Member of the New Hampshire Executive Council from the 2nd district
- In office 1977–1982
- Preceded by: James Hayes
- Succeeded by: Peter Spaulding

Mayor of Concord, New Hampshire
- In office 1970–1976
- Preceded by: William Gove
- Succeeded by: Martin Gross

Personal details
- Born: October 3, 1924 Manchester, New Hampshire, U.S.
- Died: February 2, 2008 (aged 83) Hanover, New Hampshire, U.S.
- Spouse: Susan Neidlinger
- Education: Dartmouth College Harvard University

Military service
- Allegiance: United States
- Branch/service: United States Army Army Air Forces;
- Battles/wars: World War II

= Malcolm McLane =

American politician

Malcolm McLane (October 3, 1924 - February 2, 2008) was an American businessman, politician, and lawyer who served as the 43rd mayor of concord New Hampshire during from 1970 to 1976. he was also previously a member of the executive council representing the 2nd District from 1977 to 1982.
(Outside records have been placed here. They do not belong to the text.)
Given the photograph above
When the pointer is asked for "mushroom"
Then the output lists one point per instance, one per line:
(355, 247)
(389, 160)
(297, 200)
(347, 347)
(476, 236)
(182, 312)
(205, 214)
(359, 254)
Born in Manchester, New Hampshire, McLane served as a pilot in the United States Army Air Forces during World War II. He spent the last months of World War II in a German prisoner of war camp after his plane was shot down during the Battle of the Bulge in December 1944. He graduated from Dartmouth College and Harvard Law School. McLane was a Rhodes Scholar. He then practiced law in Concord, New Hampshire. He helped start the Wildcat Mountain Ski Area in Pinkham Notch, New Hampshire. McLane served on the Concord City Council. In 1972, McLane ran for Governor of New Hampshire as an Independent. Then, from 1970 to 1976, McLane served as mayor of Concord. McLane served on the New Hampshire Executive Council from 1977 to 1982. John McLane, Governor of New Hampshire, was his grandfather. His wife Susan McLane served in the New Hampshire General Court, and their daughter Ann McLane Kuster is the former representative from New Hampshire's 2nd congressional district. McLane died at his home in Hanover, New Hampshire.